そんなアシスト力の出方について、メリットを強く実感できたのがエクストラパワーモード。最大のアシスト力が発揮されるアシストモードです。

例えば凸凹や石があったりする未舗装路を走る場合、障害物をちょっと越えるにはより強いアシスト力があるとスムースなので、エクストラパワーモードを使います。凸凹や石がある道を走る時、誰もが自然にそうしていると思いますが、状況に応じてペダルを踏んだり、一瞬踏むのをやめたりして、車体をコントロール。障害物を一気に乗り越える時はペダルを強く踏み、ハンドルを少し切って向きを変える時は一瞬ペダルを踏むのを止める、みたいな。

奥多摩むかし道にて。このポイントに来る前に、未舗装路のアップダウンとちょっとした未舗装路激坂登坂がありますが、YPJ-XCだと不安なくクリアできます

そういうペダリングと車体コントロールが、YPJ-XCのエクストラパワーモードだと、非常に小気味よく行なえるんです。人力の自転車とほぼ同等の繊細なペダリングができる。でもアシスト付きで、ペダルを踏めば即座かつ滑らかに力強い推進力が生まれます。また、ペダルを踏むのを止めた瞬間に、そのアシスト力がスッと消える感覚。

状況の悪い未舗装路で、レスポンスと力強さと繊細さを併せ持つアシストが使えると、もう凄〜く走りやすい。急に自転車の運転が上手くなったかのような気分に。繊細に自転車をコントロールできつつ、しかしアシスト力はたっぷり使えるので、そう感じるのだと思います。
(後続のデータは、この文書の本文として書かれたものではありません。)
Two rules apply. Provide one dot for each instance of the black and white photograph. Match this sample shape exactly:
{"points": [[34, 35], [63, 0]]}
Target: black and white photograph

YPJ-XCで実際に悪路を走ってみると、悪路の“攻略”が楽しい。河川敷脇の未舗装路にあったりする岩とか砂利とか流木とか、そういうシチュエーションにどんどん挑戦したくなったりもします。

舗装路も未舗装路も何でも来いのYPJ-XC。探検気分で知らない道をどんどん進みたくなるe-bikeです

……というコトは、YPJ-XCは絶対MTBコースとか楽しいゾ!!! MTBパークに行くしか!!! ていうか絶対行く!!! 明日行く!!!

と、勢いづいたところで、まさかの……新型コロナウイルス感染症緊急事態宣言。不要不急の外出を自粛する必要があります。YPJ-XCでMTBパークは……まあ不要不急っすよね。残念〜。

あぁ早く安心して外出できるような世界になって、YPJ-XCでMTBパークを走ってみたいなあ。YPJ-XCにある程度じっくり試乗でき、YPJ-XCの“魅了されるような走行感”の正体がだいたい見えてきた筆者は、再び「やっぱりあのe-bikeにもう一度乗ってみたいな〜」とYPJ-XCを想うのでした。

ともあれ、他のe-MTBとは一味違う素敵な走行感があるYPJ-XCですので、機会があればぜひ試乗してみてください。なお、ヤマハ公式サイトからYPJシリーズに乗れるレンタルショップ試乗車のあるショップを探すことができます……が、新型コロナウイルスの影響で休店しているところが多いようです。くっそ〜新型コロナいずれ絶対ブッ殺(以下自粛)。